Мокрый жеребец потащил телегу наверх по дороге, круто поднимавшейся влево от маленького городка. Копыта его звучно чмокали в глинистом грунте. С обеих сторон дороги были невысокие откосы; на откосах и дальше густо росли деревья, по листьям которых струился и лепетал дождь.

- Автомобильный транспорт у нас еще не налажен, - говорил Франсуа. Если бы я тебя не поставил об этом в известность, то ты рано или поздно должен бы был это тоже заметить.

В лесу крикнула птица. Пьер поднял голову и прислушался, но крик не повторился.

- Канализации в этой стране нет, - продолжал Франсуа. - Храбрые туземцы, конечно - не имеют представления о существовании ванн, - впрочем, что они с ними стали бы делать? Других удобств тоже нет. Вот, говорят, цивилизация, культура, двадцатое столетие, национальное самосознание и прочая дребедень. А живут здесь люди совершенно так же, как жили их предки в четырнадцатом столетии. Теперь мы поворачиваем.
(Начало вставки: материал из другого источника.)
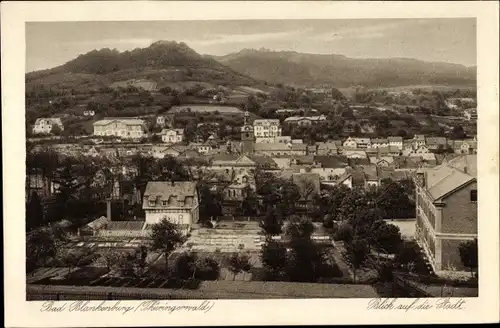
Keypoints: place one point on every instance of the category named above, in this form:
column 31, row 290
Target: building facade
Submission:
column 176, row 201
column 446, row 208
column 45, row 125
column 128, row 128
column 267, row 128
column 172, row 135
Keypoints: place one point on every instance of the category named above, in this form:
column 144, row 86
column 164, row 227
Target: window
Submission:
column 473, row 195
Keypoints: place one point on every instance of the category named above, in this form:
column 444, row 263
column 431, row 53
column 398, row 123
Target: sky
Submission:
column 452, row 40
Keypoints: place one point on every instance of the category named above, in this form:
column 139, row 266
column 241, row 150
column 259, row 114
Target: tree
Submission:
column 386, row 237
column 345, row 233
column 305, row 260
column 409, row 257
column 40, row 246
column 458, row 132
column 165, row 237
column 56, row 130
column 299, row 227
column 356, row 254
column 237, row 263
column 469, row 254
column 34, row 212
column 274, row 259
column 110, row 258
column 272, row 223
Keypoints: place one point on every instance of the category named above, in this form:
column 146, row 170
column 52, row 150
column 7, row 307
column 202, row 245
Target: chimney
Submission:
column 108, row 208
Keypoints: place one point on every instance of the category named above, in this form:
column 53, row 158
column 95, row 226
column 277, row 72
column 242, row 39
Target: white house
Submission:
column 45, row 125
column 172, row 135
column 267, row 128
column 130, row 128
column 175, row 201
column 350, row 143
column 396, row 142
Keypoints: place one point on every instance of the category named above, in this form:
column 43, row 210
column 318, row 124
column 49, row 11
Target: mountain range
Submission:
column 169, row 62
column 290, row 67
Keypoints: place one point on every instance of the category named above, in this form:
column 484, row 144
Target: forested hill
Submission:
column 162, row 62
column 303, row 69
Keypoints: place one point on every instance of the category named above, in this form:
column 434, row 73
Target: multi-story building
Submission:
column 129, row 128
column 267, row 128
column 396, row 142
column 172, row 135
column 362, row 142
column 45, row 125
column 446, row 207
column 175, row 201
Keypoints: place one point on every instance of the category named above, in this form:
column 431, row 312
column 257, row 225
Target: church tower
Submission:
column 247, row 136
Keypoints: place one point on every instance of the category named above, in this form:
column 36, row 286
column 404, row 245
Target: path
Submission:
column 346, row 271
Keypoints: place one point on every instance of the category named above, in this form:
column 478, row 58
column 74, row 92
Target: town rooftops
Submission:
column 51, row 120
column 395, row 139
column 331, row 161
column 435, row 141
column 443, row 179
column 262, row 122
column 178, row 131
column 379, row 140
column 165, row 190
column 124, row 120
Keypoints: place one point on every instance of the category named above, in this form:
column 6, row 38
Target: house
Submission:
column 379, row 142
column 418, row 140
column 354, row 153
column 267, row 128
column 172, row 135
column 465, row 146
column 132, row 128
column 309, row 186
column 279, row 149
column 350, row 143
column 389, row 151
column 436, row 143
column 326, row 148
column 470, row 114
column 305, row 120
column 45, row 125
column 396, row 142
column 446, row 207
column 280, row 139
column 311, row 150
column 329, row 168
column 362, row 143
column 176, row 201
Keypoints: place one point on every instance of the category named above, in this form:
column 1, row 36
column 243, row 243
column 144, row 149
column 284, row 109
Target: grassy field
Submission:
column 205, row 108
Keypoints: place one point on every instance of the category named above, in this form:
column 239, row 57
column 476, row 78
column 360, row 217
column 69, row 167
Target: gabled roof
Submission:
column 395, row 139
column 443, row 179
column 331, row 161
column 126, row 121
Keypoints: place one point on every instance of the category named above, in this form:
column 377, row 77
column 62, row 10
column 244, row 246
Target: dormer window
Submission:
column 473, row 196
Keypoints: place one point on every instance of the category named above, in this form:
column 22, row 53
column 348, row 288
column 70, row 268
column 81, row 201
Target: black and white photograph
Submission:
column 252, row 159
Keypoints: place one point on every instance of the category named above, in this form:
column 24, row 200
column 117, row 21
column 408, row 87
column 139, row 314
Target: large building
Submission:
column 176, row 201
column 267, row 128
column 130, row 128
column 172, row 135
column 446, row 207
column 46, row 125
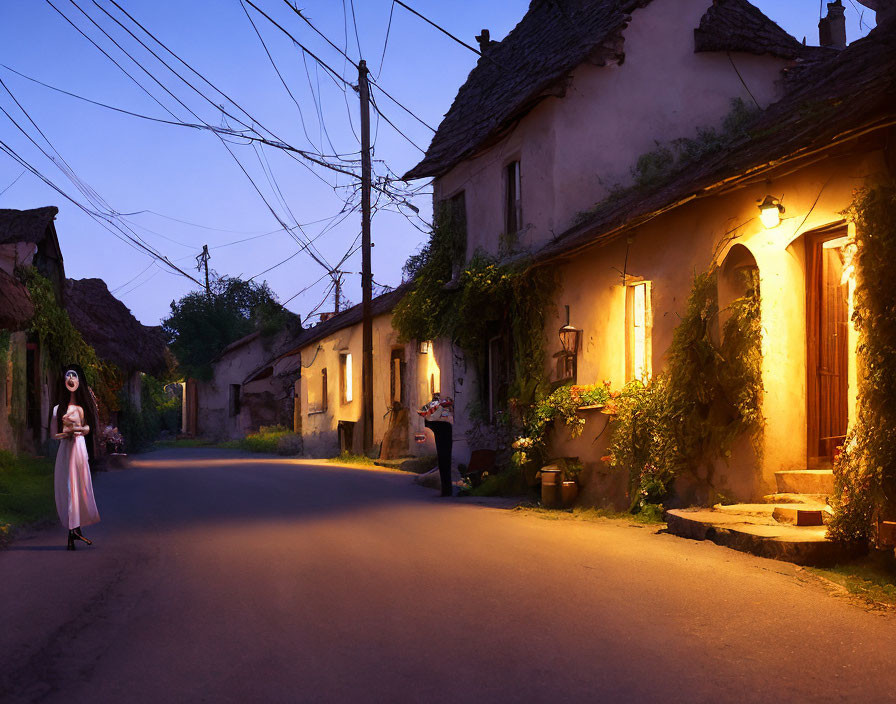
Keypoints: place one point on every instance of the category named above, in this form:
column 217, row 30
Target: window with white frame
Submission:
column 345, row 368
column 638, row 319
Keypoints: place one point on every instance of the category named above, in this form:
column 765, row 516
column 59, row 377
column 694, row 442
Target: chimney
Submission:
column 832, row 29
column 484, row 40
column 884, row 9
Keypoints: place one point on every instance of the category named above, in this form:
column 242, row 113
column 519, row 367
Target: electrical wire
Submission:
column 386, row 42
column 24, row 171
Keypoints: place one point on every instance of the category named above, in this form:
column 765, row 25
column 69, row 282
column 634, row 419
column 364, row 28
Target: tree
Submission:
column 201, row 325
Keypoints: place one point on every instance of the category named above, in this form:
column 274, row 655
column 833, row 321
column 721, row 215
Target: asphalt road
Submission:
column 219, row 577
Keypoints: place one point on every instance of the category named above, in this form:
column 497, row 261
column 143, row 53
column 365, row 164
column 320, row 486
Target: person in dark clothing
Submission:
column 438, row 416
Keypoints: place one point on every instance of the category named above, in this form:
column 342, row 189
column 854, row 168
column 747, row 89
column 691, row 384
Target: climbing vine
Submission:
column 865, row 472
column 710, row 393
column 469, row 305
column 63, row 344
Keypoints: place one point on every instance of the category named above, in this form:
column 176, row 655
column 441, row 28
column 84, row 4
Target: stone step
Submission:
column 805, row 481
column 804, row 514
column 797, row 516
column 802, row 545
column 795, row 499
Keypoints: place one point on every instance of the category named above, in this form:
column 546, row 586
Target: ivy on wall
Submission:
column 865, row 472
column 709, row 394
column 469, row 307
column 63, row 344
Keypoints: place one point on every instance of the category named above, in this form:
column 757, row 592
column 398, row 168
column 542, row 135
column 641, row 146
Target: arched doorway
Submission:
column 827, row 344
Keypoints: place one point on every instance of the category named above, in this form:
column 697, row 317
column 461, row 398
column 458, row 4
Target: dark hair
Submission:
column 83, row 398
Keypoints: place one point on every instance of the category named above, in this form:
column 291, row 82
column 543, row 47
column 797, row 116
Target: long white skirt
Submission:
column 74, row 490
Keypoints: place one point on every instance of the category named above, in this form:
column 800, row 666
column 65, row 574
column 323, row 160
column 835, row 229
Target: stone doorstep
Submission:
column 764, row 537
column 804, row 514
column 805, row 481
column 790, row 498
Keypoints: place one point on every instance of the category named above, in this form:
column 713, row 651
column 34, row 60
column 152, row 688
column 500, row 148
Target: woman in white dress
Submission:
column 72, row 422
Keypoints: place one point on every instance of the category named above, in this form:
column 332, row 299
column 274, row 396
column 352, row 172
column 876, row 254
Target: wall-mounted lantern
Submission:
column 570, row 338
column 770, row 210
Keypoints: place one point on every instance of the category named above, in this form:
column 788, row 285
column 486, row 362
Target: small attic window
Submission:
column 513, row 199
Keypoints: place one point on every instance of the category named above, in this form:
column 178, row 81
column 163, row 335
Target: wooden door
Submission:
column 827, row 309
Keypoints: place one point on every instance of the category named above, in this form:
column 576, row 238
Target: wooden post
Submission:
column 366, row 271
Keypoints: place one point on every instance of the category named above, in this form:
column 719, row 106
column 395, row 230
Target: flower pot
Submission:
column 551, row 478
column 118, row 460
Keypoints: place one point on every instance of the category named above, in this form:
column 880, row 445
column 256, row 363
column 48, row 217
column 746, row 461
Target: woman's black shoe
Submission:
column 80, row 536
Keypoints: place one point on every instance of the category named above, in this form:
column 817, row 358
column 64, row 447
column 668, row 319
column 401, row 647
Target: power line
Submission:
column 92, row 196
column 336, row 75
column 94, row 215
column 318, row 258
column 438, row 27
column 386, row 42
column 24, row 171
column 394, row 127
column 134, row 278
column 277, row 70
column 355, row 23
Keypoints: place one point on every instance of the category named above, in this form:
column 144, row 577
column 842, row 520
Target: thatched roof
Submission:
column 736, row 25
column 16, row 308
column 109, row 327
column 26, row 225
column 834, row 100
column 351, row 316
column 535, row 60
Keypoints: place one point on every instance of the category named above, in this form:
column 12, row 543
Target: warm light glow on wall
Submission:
column 347, row 377
column 638, row 336
column 770, row 210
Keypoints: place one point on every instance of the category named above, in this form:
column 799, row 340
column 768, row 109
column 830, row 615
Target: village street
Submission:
column 221, row 577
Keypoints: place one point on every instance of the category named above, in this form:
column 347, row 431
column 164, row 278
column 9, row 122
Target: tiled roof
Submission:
column 736, row 25
column 26, row 225
column 847, row 94
column 351, row 316
column 16, row 307
column 553, row 38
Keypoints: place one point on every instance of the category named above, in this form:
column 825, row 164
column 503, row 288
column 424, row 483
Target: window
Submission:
column 317, row 392
column 234, row 400
column 499, row 370
column 345, row 370
column 513, row 208
column 396, row 381
column 638, row 332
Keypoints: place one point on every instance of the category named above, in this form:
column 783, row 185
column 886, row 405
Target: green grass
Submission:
column 26, row 490
column 349, row 458
column 511, row 483
column 271, row 439
column 184, row 442
column 871, row 578
column 591, row 514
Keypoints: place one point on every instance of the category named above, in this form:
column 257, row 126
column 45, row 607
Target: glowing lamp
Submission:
column 569, row 338
column 770, row 210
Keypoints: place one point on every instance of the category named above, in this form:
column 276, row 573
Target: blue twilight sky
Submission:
column 185, row 186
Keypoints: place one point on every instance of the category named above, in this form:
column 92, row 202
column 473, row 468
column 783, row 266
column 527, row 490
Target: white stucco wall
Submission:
column 573, row 149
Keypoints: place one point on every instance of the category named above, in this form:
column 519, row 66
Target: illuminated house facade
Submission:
column 562, row 159
column 328, row 401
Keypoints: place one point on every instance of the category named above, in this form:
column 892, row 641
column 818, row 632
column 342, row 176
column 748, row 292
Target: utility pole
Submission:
column 366, row 269
column 337, row 291
column 201, row 260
Телега свернула вправо и въехала в лес. Дороги больше не было: было две глубоких колеи, которые шли медленными изгибами. Когда Пьер оглядывался назад или смотрел вперед, он видел только деревья, обступавшие его со всех сторон. Не было слышно ничего, кроме шума дождя по листьям, тяжелого всхлипыванья лошадиных копыт и поскрипывания телеги. Воздух был влажен и свеж. Струи воды давно лились за воротник Пьера, он вздрагивал и передергивал плечами. Ему казалось, что он заехал бесконечно далеко. И хотя он знал, что в двух или трех километрах от того места, где сейчас проезжала их телега, был городок с вокзалом, через который проходили парижские поезда, он не мог отделаться от впечатления, что попал в глубокую лесную глушь, где годами стоит неподвижная тишина, в которой медленно растут эти огромные деревья и где десятилетия следуют за десятилетиями, не принося с собой никаких изменений.